During a recent data warehouse build for a client using Microsoft Fabric, we encountered a common challenge: maintaining clear visibility into data movement and transformations across various layers. This became particularly important as our SQL code-base, managed in GitHub is developing rapidly and is being worked on by multiple developers. In this instance it is difficult to maintain an over-site of the rapid development across sprints and to have the detail to ensure the validity of the data warehouse entities being built. To ensure data quality and effectively manage the impact of changes, a solution for automated column-level lineage was necessary.

What makes this particular tricky is that there is no out-of-box column level lineage solution in Microsoft Fabric.

Our primary needs for implementing this lineage solution were to:

Effectively track changes and understand our data flows.
Provide clear progress
Develop robust documentation that we can hand over to the client’s data engineering teams.

Here’s an outline of our method:

At the conclusion of each development sprint, we utilize GitHub APIs within PySpark notebooks in Microsoft Fabric to extract all SQL code that has been merged into our main development branch. These SQL scripts are located within .Notebook folders and adhere to a standardized format, employing custom --BEGIN_LINEAGE and --END_LINEAGE tags to clearly demarcate the SQL blocks relevant for lineage analysis.

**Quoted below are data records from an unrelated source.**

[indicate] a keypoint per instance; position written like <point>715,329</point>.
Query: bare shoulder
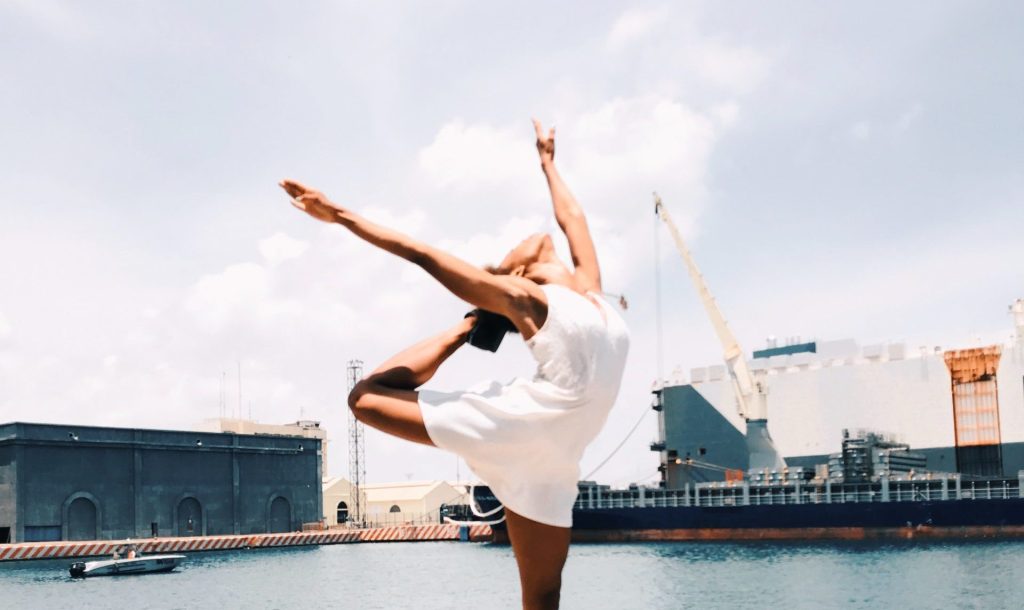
<point>527,304</point>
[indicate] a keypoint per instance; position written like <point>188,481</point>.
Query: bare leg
<point>540,552</point>
<point>387,398</point>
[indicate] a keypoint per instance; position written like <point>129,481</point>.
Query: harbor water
<point>909,574</point>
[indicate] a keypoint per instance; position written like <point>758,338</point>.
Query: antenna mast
<point>356,450</point>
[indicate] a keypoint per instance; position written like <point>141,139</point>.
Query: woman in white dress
<point>523,438</point>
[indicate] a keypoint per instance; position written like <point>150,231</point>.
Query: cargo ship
<point>936,449</point>
<point>876,441</point>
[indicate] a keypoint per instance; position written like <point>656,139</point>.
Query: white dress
<point>524,438</point>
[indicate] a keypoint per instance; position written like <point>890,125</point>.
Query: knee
<point>543,596</point>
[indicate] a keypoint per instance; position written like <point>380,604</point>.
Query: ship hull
<point>854,521</point>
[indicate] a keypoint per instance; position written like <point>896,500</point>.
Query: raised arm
<point>569,216</point>
<point>516,298</point>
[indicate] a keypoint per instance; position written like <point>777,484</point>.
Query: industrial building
<point>65,482</point>
<point>390,504</point>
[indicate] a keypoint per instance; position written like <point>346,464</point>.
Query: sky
<point>840,171</point>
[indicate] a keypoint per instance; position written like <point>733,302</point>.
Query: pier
<point>403,533</point>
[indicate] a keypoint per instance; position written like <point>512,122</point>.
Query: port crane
<point>750,387</point>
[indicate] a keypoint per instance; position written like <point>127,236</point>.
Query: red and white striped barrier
<point>23,551</point>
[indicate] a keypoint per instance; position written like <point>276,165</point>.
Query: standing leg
<point>540,552</point>
<point>387,398</point>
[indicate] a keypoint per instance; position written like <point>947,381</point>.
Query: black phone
<point>489,330</point>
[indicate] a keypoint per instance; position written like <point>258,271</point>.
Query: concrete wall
<point>7,489</point>
<point>136,478</point>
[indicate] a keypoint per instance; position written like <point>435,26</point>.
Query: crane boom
<point>751,390</point>
<point>734,360</point>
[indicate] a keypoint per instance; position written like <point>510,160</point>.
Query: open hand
<point>545,144</point>
<point>311,202</point>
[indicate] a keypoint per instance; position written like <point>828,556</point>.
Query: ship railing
<point>800,492</point>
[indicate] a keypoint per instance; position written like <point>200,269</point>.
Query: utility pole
<point>356,450</point>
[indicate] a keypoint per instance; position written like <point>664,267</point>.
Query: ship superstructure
<point>962,408</point>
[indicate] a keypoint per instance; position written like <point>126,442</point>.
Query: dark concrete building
<point>60,482</point>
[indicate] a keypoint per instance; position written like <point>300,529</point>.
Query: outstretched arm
<point>569,216</point>
<point>518,299</point>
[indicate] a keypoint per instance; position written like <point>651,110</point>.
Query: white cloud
<point>466,157</point>
<point>281,247</point>
<point>239,295</point>
<point>634,25</point>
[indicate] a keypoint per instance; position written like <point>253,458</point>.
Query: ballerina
<point>524,438</point>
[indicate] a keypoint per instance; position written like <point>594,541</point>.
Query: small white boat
<point>129,562</point>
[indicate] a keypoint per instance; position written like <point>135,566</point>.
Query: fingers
<point>292,187</point>
<point>538,129</point>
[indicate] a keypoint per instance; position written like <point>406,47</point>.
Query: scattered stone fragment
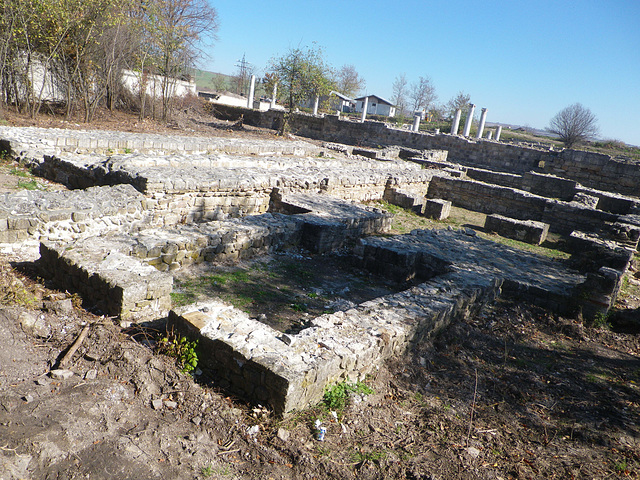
<point>61,374</point>
<point>283,434</point>
<point>474,452</point>
<point>35,324</point>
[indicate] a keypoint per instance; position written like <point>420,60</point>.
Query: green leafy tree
<point>574,124</point>
<point>301,73</point>
<point>400,91</point>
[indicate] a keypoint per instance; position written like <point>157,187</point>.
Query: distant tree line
<point>82,47</point>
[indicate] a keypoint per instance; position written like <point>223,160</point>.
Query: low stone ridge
<point>109,280</point>
<point>562,217</point>
<point>593,252</point>
<point>526,231</point>
<point>69,214</point>
<point>328,223</point>
<point>437,209</point>
<point>290,372</point>
<point>424,254</point>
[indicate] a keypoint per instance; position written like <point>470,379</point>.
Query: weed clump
<point>337,396</point>
<point>180,348</point>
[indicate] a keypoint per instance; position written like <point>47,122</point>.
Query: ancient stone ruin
<point>141,207</point>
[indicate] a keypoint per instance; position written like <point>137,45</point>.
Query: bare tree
<point>349,82</point>
<point>422,94</point>
<point>178,26</point>
<point>574,124</point>
<point>400,87</point>
<point>460,101</point>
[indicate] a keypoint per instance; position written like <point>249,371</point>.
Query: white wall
<point>132,81</point>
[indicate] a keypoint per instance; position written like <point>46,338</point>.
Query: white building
<point>376,106</point>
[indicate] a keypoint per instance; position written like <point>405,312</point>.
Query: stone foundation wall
<point>523,230</point>
<point>290,372</point>
<point>68,215</point>
<point>562,217</point>
<point>110,282</point>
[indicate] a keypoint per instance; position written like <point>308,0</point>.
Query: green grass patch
<point>337,396</point>
<point>29,185</point>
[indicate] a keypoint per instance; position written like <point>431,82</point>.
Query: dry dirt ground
<point>514,393</point>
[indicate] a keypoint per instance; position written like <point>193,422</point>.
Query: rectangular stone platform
<point>108,280</point>
<point>291,372</point>
<point>526,231</point>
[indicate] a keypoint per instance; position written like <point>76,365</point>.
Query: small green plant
<point>30,185</point>
<point>621,467</point>
<point>374,457</point>
<point>180,348</point>
<point>601,320</point>
<point>299,307</point>
<point>18,172</point>
<point>179,299</point>
<point>336,396</point>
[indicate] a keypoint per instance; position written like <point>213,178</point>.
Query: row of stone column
<point>467,126</point>
<point>416,119</point>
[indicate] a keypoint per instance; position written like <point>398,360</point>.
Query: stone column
<point>252,89</point>
<point>364,109</point>
<point>456,122</point>
<point>467,125</point>
<point>498,132</point>
<point>416,123</point>
<point>273,96</point>
<point>483,119</point>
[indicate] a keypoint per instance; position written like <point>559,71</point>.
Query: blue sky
<point>522,60</point>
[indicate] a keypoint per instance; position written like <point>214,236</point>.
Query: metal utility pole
<point>243,67</point>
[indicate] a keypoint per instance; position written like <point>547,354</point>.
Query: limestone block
<point>527,231</point>
<point>437,209</point>
<point>586,200</point>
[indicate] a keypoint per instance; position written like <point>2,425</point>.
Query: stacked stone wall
<point>563,217</point>
<point>111,282</point>
<point>291,372</point>
<point>71,214</point>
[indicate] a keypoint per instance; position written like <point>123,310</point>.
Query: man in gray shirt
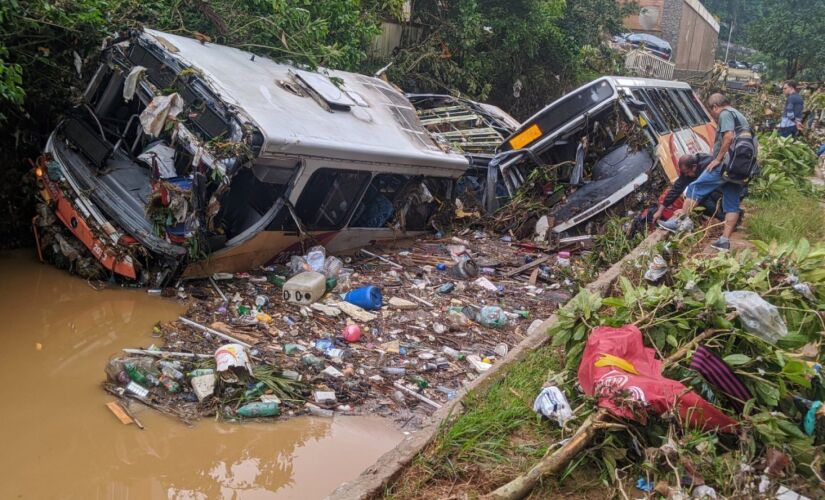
<point>730,122</point>
<point>791,124</point>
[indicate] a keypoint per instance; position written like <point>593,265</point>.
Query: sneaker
<point>677,225</point>
<point>671,225</point>
<point>722,244</point>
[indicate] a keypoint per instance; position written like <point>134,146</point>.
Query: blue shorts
<point>791,131</point>
<point>709,182</point>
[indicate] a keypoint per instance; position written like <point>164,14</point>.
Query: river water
<point>59,440</point>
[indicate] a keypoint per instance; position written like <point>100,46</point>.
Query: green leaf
<point>580,331</point>
<point>797,371</point>
<point>792,341</point>
<point>802,249</point>
<point>767,394</point>
<point>736,359</point>
<point>613,302</point>
<point>562,337</point>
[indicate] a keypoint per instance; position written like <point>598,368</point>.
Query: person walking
<point>730,124</point>
<point>791,124</point>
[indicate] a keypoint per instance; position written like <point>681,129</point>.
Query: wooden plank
<point>529,265</point>
<point>119,412</point>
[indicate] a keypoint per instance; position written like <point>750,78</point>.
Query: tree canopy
<point>791,32</point>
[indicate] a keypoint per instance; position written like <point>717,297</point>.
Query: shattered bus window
<point>329,197</point>
<point>377,207</point>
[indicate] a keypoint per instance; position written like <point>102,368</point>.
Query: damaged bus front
<point>593,147</point>
<point>191,158</point>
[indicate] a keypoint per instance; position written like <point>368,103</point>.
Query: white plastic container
<point>305,288</point>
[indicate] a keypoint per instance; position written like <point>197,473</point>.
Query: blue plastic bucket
<point>368,297</point>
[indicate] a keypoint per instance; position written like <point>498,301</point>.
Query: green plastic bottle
<point>135,374</point>
<point>255,390</point>
<point>258,409</point>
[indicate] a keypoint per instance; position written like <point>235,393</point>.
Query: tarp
<point>627,377</point>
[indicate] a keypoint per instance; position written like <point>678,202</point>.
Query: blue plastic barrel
<point>368,297</point>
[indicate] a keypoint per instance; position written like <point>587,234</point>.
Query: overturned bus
<point>187,158</point>
<point>595,146</point>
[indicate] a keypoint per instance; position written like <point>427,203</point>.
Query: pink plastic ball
<point>352,333</point>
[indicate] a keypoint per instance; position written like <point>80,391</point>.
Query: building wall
<point>648,19</point>
<point>689,28</point>
<point>697,37</point>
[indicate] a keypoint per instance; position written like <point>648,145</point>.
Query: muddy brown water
<point>60,441</point>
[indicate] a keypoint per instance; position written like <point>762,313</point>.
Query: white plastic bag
<point>552,403</point>
<point>758,316</point>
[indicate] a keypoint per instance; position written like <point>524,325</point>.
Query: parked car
<point>654,44</point>
<point>588,146</point>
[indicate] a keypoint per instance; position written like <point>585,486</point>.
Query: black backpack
<point>740,164</point>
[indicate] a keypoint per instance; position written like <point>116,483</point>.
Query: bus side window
<point>377,207</point>
<point>685,107</point>
<point>674,121</point>
<point>697,106</point>
<point>328,197</point>
<point>419,200</point>
<point>652,112</point>
<point>678,107</point>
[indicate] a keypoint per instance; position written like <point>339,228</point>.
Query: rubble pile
<point>704,372</point>
<point>396,331</point>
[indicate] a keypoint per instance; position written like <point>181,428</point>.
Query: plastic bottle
<point>169,383</point>
<point>394,371</point>
<point>255,390</point>
<point>368,297</point>
<point>465,268</point>
<point>152,379</point>
<point>297,265</point>
<point>305,288</point>
<point>171,372</point>
<point>258,409</point>
<point>457,319</point>
<point>492,316</point>
<point>449,351</point>
<point>316,257</point>
<point>276,279</point>
<point>324,344</point>
<point>332,267</point>
<point>135,374</point>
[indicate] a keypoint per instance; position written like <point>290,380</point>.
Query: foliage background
<point>478,48</point>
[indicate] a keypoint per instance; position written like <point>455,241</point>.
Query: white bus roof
<point>360,118</point>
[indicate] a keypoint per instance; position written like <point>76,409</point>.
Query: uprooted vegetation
<point>784,200</point>
<point>480,450</point>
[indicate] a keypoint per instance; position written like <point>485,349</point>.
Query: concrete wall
<point>697,38</point>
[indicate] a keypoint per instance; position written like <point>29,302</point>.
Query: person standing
<point>791,124</point>
<point>730,124</point>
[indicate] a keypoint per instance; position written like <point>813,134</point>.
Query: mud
<point>60,440</point>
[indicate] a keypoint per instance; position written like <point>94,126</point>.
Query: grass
<point>496,437</point>
<point>790,218</point>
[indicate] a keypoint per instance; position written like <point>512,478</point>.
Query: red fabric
<point>632,396</point>
<point>676,205</point>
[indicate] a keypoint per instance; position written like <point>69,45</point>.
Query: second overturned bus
<point>189,158</point>
<point>595,145</point>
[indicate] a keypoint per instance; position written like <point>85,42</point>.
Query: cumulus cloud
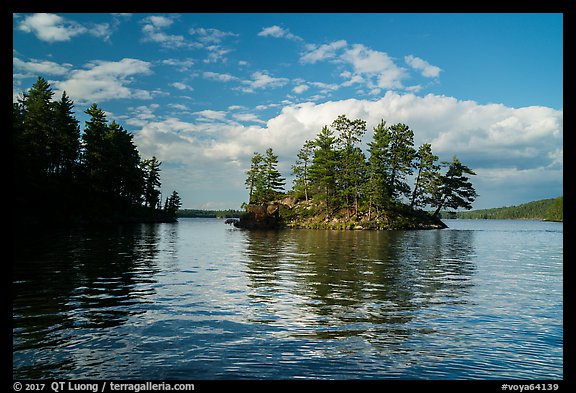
<point>218,76</point>
<point>55,28</point>
<point>181,86</point>
<point>35,67</point>
<point>371,70</point>
<point>262,80</point>
<point>315,53</point>
<point>503,145</point>
<point>278,32</point>
<point>425,68</point>
<point>105,80</point>
<point>153,31</point>
<point>300,89</point>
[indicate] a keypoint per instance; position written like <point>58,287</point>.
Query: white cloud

Once these SQL blocks are fetched, we use the sqlglot library to parse and standardize the SQL Abstract Syntax Trees (ASTs). We then inspect each CREATE TABLE AS SELECT or CREATE VIEW AS SELECT statement to map the source columns that contribute to each target (sink) column.

The output of this lineage analysis is persisted to a Delta table. This data then serves two primary presentation layers: Power BI reports for structured overviews and a graph database for interactive exploration. A comprehensive graph model is constructed, representing databases, tables, and columns, with CHILD relationships for hierarchical structure and CREATES edges to illustrate lineage from source to sink at both table and column levels. This model is exported as Cypher (CQL) statements and imported into a Neo4j instance.

Using this graph model, users can search for a specific column (node) and then visually trace all its upstream source columns and downstream target columns. The graph also allows for easy navigation of the parent databases and tables involved in any given lineage path, providing a clear and interactive way to understand data provenance.

Column lineage (with entity names removed for anonymisation).